Why LIKE is sufficient for small teams

  • Parquet's columnar layout means LIKE '%pattern%' only reads the body column, not the entire row
  • Zstd compression reduces I/O; dictionary encoding on repeated fields (severity_text, scope_name) further reduces scan volume
  • DataFusion's predicate pushdown and partition pruning (by time range) reduce the data scanned
  • For the target audience (1–10 services on a single VPS), log volume is typically 0.5–5 GB/day

Query patterns

-- Search log bodies
SELECT timestamp, severity_text, body
FROM logs
WHERE tenant_id = 'default'
AND timestamp > now() - INTERVAL '1 hour'
AND body LIKE '%connection refused%'
ORDER BY timestamp DESC
LIMIT 100;

-- Case-insensitive search
SELECT timestamp, body
FROM logs
WHERE body ILIKE '%error%'
AND timestamp > now() - INTERVAL '24 hours';

-- Cross-signal correlation via trace_id
SELECT l.timestamp, l.body, l.severity_text
FROM logs l
WHERE l.trace_id = X'0102030405060708090a0b0c0d0e0f10'
ORDER BY l.timestamp;

Partition pruning

Pharlux stores logs in hourly partitions (data/logs/{tenant_id}/YYYY/MM/DD/HH/).

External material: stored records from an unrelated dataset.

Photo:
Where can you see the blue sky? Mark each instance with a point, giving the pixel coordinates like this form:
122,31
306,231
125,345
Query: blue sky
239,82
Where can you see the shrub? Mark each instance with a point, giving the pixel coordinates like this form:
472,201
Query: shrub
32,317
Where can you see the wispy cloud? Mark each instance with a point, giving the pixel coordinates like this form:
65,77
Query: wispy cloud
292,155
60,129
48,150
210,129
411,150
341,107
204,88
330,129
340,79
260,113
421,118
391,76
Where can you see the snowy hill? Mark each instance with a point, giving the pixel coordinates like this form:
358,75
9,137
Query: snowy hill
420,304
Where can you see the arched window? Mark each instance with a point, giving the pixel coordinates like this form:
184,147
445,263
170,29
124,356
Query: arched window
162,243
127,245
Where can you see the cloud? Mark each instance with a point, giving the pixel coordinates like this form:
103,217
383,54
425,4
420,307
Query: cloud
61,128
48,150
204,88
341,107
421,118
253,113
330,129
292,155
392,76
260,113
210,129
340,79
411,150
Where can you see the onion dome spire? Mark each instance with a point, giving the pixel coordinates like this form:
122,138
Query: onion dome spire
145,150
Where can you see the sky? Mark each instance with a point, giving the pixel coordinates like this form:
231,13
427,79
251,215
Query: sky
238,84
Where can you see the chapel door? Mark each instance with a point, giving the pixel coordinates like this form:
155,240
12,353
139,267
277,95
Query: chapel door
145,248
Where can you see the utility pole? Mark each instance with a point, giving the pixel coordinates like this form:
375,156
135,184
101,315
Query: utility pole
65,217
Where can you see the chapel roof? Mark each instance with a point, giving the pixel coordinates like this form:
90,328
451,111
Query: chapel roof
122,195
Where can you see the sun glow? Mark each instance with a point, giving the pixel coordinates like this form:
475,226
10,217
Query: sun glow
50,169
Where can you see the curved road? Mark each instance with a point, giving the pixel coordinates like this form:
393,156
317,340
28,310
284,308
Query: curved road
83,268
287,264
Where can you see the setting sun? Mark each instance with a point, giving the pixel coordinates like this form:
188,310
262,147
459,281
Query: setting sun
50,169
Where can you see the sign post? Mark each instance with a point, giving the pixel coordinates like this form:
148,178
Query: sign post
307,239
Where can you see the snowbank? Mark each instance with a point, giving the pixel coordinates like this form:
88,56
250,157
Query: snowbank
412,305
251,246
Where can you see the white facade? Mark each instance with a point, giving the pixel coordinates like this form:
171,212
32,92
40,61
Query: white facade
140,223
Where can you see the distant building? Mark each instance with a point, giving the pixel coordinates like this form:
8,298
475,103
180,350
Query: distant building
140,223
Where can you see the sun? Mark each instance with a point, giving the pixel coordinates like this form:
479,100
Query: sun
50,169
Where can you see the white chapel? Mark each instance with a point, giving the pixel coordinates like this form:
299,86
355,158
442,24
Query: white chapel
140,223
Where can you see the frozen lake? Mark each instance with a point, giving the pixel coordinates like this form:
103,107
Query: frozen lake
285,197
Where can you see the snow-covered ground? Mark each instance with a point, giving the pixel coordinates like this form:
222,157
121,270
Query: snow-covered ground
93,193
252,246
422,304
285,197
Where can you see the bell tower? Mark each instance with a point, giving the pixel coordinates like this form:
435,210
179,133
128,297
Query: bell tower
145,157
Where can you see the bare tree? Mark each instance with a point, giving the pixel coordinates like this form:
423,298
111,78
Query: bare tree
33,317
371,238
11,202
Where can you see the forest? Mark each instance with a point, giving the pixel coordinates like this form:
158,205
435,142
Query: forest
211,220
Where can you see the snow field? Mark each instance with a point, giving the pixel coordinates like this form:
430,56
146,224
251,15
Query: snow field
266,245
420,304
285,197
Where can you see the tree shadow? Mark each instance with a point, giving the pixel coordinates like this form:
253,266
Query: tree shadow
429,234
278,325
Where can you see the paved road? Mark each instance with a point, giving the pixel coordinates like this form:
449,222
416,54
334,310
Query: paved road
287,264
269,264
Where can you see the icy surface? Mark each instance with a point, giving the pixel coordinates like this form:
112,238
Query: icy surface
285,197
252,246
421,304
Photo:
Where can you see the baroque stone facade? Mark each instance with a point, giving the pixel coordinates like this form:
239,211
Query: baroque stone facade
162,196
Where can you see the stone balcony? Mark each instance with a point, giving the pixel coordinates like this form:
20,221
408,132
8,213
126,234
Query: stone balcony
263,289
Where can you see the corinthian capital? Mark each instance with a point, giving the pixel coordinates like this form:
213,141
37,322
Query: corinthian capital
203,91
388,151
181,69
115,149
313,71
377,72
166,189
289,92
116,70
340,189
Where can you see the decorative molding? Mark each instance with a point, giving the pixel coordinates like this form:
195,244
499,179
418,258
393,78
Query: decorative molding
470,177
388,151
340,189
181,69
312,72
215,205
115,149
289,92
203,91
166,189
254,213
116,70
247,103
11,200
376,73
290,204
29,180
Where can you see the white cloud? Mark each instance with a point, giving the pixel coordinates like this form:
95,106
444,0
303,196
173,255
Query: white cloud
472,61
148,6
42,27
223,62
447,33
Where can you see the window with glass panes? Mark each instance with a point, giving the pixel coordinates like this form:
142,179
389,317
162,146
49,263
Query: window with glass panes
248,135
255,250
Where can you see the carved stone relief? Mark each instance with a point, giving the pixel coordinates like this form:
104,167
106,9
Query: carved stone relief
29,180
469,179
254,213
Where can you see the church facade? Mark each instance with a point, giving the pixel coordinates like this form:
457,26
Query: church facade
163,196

Queries that include a time range filter (WHERE timestamp > ...) automatically benefit from partition pruning — only relevant hour partitions are scanned.

Always include a time range in log queries to minimize scan volume.

Future: tantivy full-text index (V1.1)

V1.1 will add an optional tantivy inverted index per log partition, enabling sub-second full-text search at any volume. The storage layer is designed so this can be added without schema changes — the index is a sidecar file alongside each Parquet partition.

tantivy is not yet a Pharlux dependency; the V1.1 work will add it through the standard VERSIONS.md review process. See DESIGN.md §"Full-text log search" for the design-in note.